Noradrenaline and Movement Initiation Disorders in Parkinson's Disease: A Pharmacological Functional MRI Study with Clonidine

Abstract

Slowness of movement initiation is a cardinal motor feature of Parkinson's disease (PD) and is not fully reverted by current dopaminergic treatments. This trouble could be due to the dysfunction of executive processes and, in particular, of inhibitory control of response initiation, a function possibly associated with the noradrenergic (NA) system. The implication of NA in the network supporting proactive inhibition remains to be elucidated using pharmacological protocols. For that purpose, we administered 150 μg of clonidine to 15 healthy subjects and 12 parkinsonian patients in a double-blind, randomized, placebo-controlled design. Proactive inhibition was assessed by means of a Go/noGo task, while pre-stimulus brain activity was measured by event-related functional MRI. Acute reduction in noradrenergic transmission induced by clonidine enhanced difficulties initiating movements reflected by an increase in omission errors and modulated the activity of the anterior node of the proactive inhibitory network (dorsomedial prefrontal and anterior cingulate cortices) in PD patients. We conclude that NA contributes to movement initiation by acting on proactive inhibitory control via the α2-adrenoceptor. We suggest that targeting noradrenergic dysfunction may represent a new treatment approach in some of the movement initiation disorders seen in Parkinson's disease.

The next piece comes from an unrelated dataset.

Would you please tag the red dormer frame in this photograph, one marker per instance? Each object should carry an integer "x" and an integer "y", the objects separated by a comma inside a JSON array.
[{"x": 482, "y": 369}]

Keywords: Parkinson’s disease; akinesia; clonidine; functional MRI; inhibitory control; movement initiation; noradrenaline; α2-adrenoceptor.

Figure 1

Issues and Hypotheses. (A) Nondopaminergic neurotransmitter systems involved in the motor features of PD. Taken from [1] and reproduced with permission. (B) We hypothesize that the impairment in initiating movements in PD patients might be related to the NA system. Indeed, the NA system likely plays a substantial role in proactive response inhibition: a cortico–ganglio–thalamo–cortical function is intended to inhibit movement triggering mechanisms by anticipation to prevent erroneous responses when the context is uncertain. When proactive inhibition is ON, motor responses are delayed with respect to a condition that does not require inhibition (fast automatic responses) because it takes additional time to release inhibition after the stimulus has been identified. PD patients are known to have enhanced difficulties to trigger automatic responses when the context does not require action restraint. This might be due to the fact that PD patients are often locked into a mode of control, maintaining inappropriate proactive inhibition over willed movements (i.e., troubles to switch from controlled to automatic behavior). If this disorder is associated with the NA system, manipulating noradrenergic tonus by means of clonidine, an α2-AR agonist, should induce brain activation differences in the proactive inhibition network associated with the lengthening of reaction time in PD patients with respect to healthy controls. GPe, globus pallidus externa; GPi, globus pallidus interna; LC, locus coeruleus; SN, substantia nigra; Str, striatum; STN, subthalamic nucleus; Th, thalamus.

Figure 2

Overview of the experimental setup. Subjects were instructed to react to the presentation of a go signal (diamond) by pressing a button. At the beginning of a trial, the central fixation point (cue) could turn either red or green, indicating, respectively, that NoGo stimuli (X) could or could not be presented. In the former condition (uncertainty condition), proactive inhibition was required during the pre-stimulus period to avoid erroneous automatic responses to NoGo stimuli. In the latter condition, proactive inhibition was not required during the pre-stimulus period. Subjects could react automatically to any upcoming target (no uncertainty condition).

Figure 3

Reaction times (means and standard deviations) for PD patients versus healthy matched controls.

Figure 4

Percentages of omissions (means and standard deviations) for PD patients versus healthy matched controls. * p < 0.05.

Figure 5

Interaction between drug and disease effects during the pre-stimulus period assessed by means of the [(green cue_(clonidine-placebo)_Patients)-(green cue_(clonidine-placebo)_Controls)] contrast. The differential increase in BOLD signal under clonidine between PD patients and healthy controls is overlaid on the Colin 27 brain template in the MNI space visualized with the Mango software [43]. This overactivation of the anterior node of the proactive inhibition network (mPFC/ACC) is associated with the enhanced difficulty of PD patients to initiate movements when action restraint is not required (control condition with no uncertainty) under the effect of clonidine. L = Left. A = Anterior. S = Superior. X, Y, Z are coordinates in mm in the MNI space.